More importantly, Instagram crops aggressively when the aspect ratio is wrong. A 16:9 landscape photo uploaded as a square post will be centre-cropped to 1:1, often cutting off the subject of the shot. A 4:3 photo uploaded to a story will get black bars top and bottom. Resizing (and cropping deliberately) before you upload puts you in control of what gets shown.
How to resize for Instagram
- Open the resizer at unfuss.app/resize. The tool runs locally in your browser.
- Drop your photo (or many photos for a carousel).
- Choose the target dimensions from the table above. The most common picks are:
- Square feed: 1080 × 1080
- Portrait feed: 1080 × 1350 (gets the most feed real estate)
- Story / reel: 1080 × 1920
- Pick "Cover" or "Fit":
- Cover fills the entire target rectangle and crops the overflow. Use this when you've already framed the subject in the centre.
- Fit shrinks the image to fit inside the target without cropping. Use this when you want the whole photo visible — adds padding where needed.
- Download the resized file and upload it to Instagram normally. Instagram will accept it as-is — no further cropping.
Pro tips that aren't obvious
- Portrait posts get more screen real estate. A 1080×1350 portrait takes up roughly 33% more of the feed than a 1080×1080 square. If your goal is feed visibility, prefer portrait whenever the shot allows.
- For carousels, stick to one aspect ratio across all slides. Instagram crops mixed-aspect carousels to the first slide's ratio, which often butchers the others.
- Profile pictures are circle-cropped on display. Anything in the corners of your 1:1 upload will be hidden behind the circle mask. Keep the subject centred.
- Reels covers are different from reel videos. The cover image (still frame shown on your profile grid) is 1080×1920, but it'll be centre-cropped to 1080×1350 on the profile grid view. Keep important elements in the middle 1080×1350 area of your cover.
- Don't upscale beyond 1080. If your source is smaller than 1080 wide, Instagram has to upscale and it'll look soft. Better to keep the smaller native size than to fake the resolution.
Frequently asked
What size is the perfect Instagram post in 2026?
For a square post, 1080×1080. For a portrait post, 1080×1350 (the maximum 4:5 ratio Instagram allows). Portrait gets more visual real estate on the feed.
What size is an Instagram story?
1080×1920 pixels, 9:16 aspect ratio. Same dimensions as reels. Anything else gets either cropped or padded with black bars.
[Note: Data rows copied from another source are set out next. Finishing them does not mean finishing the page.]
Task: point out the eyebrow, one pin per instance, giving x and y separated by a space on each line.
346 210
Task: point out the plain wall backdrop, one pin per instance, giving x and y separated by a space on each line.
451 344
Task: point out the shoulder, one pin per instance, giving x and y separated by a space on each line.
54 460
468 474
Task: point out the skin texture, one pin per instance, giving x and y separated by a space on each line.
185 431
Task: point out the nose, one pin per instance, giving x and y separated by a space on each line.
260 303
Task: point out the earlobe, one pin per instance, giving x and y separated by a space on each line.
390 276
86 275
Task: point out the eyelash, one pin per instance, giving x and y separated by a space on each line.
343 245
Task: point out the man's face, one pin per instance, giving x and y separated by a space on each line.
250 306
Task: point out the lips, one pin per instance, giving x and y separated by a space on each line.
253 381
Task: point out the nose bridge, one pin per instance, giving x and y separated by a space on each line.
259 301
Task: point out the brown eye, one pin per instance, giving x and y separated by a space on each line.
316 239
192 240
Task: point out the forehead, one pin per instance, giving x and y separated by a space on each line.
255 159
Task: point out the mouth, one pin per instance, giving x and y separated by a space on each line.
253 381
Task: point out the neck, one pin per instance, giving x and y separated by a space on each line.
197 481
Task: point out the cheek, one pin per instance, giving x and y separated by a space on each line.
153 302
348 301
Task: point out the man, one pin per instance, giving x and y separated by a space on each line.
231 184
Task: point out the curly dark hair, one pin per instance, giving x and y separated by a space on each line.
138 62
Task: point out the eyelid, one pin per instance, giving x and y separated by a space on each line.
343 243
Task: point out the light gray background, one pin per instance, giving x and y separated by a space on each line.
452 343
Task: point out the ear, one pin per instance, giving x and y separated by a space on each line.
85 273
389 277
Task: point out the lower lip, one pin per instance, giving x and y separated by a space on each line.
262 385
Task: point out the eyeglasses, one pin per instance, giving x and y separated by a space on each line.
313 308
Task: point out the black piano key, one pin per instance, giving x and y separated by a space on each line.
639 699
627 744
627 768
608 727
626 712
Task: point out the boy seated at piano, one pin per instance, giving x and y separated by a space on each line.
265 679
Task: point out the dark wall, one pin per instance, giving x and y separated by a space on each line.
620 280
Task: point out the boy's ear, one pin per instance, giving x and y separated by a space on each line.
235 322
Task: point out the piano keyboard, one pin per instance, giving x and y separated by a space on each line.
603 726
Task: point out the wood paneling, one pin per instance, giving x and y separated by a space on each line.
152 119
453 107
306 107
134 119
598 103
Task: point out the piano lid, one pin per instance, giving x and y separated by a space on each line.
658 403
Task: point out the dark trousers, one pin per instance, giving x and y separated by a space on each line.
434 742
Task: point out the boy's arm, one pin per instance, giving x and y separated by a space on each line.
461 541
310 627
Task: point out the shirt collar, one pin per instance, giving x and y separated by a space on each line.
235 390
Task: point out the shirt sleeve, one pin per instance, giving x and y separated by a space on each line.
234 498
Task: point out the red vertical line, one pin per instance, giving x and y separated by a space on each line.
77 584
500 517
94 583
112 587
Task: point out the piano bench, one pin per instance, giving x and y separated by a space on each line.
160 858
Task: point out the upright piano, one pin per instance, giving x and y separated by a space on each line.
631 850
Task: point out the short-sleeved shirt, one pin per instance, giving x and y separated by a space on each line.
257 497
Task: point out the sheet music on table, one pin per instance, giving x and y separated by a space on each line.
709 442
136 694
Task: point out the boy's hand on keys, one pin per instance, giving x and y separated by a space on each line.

Why does Instagram crop my photo?
Instagram only accepts certain aspect ratios per format. Square posts are 1:1, portrait posts are 4:5, stories are 9:16. If you upload an image at a different ratio, Instagram crops it (usually centred) to fit. Resize to the target ratio before uploading and Instagram has nothing to crop.
Do I need to upload at exactly 1080 pixels wide?
Optimal but not required. Instagram caps display at 1080 wide for feed images. Anything wider gets downsized by their servers (slight quality loss). Anything narrower gets upscaled (softness). 1080 wide is the sweet spot.
What about the Instagram profile picture?
Displays at 320×320 but you should upload at 1080×1080 for sharpness when Instagram caches it at higher densities. Note that profile pictures are masked into a circle on display — anything in the corners of your square is hidden.
Is my photo uploaded anywhere to resize it?
No. The resizer uses your browser's built-in Canvas API to do the work locally. Your photo never leaves your device. Verify by opening developer tools, Network tab, and dropping a photo — no upload requests appear.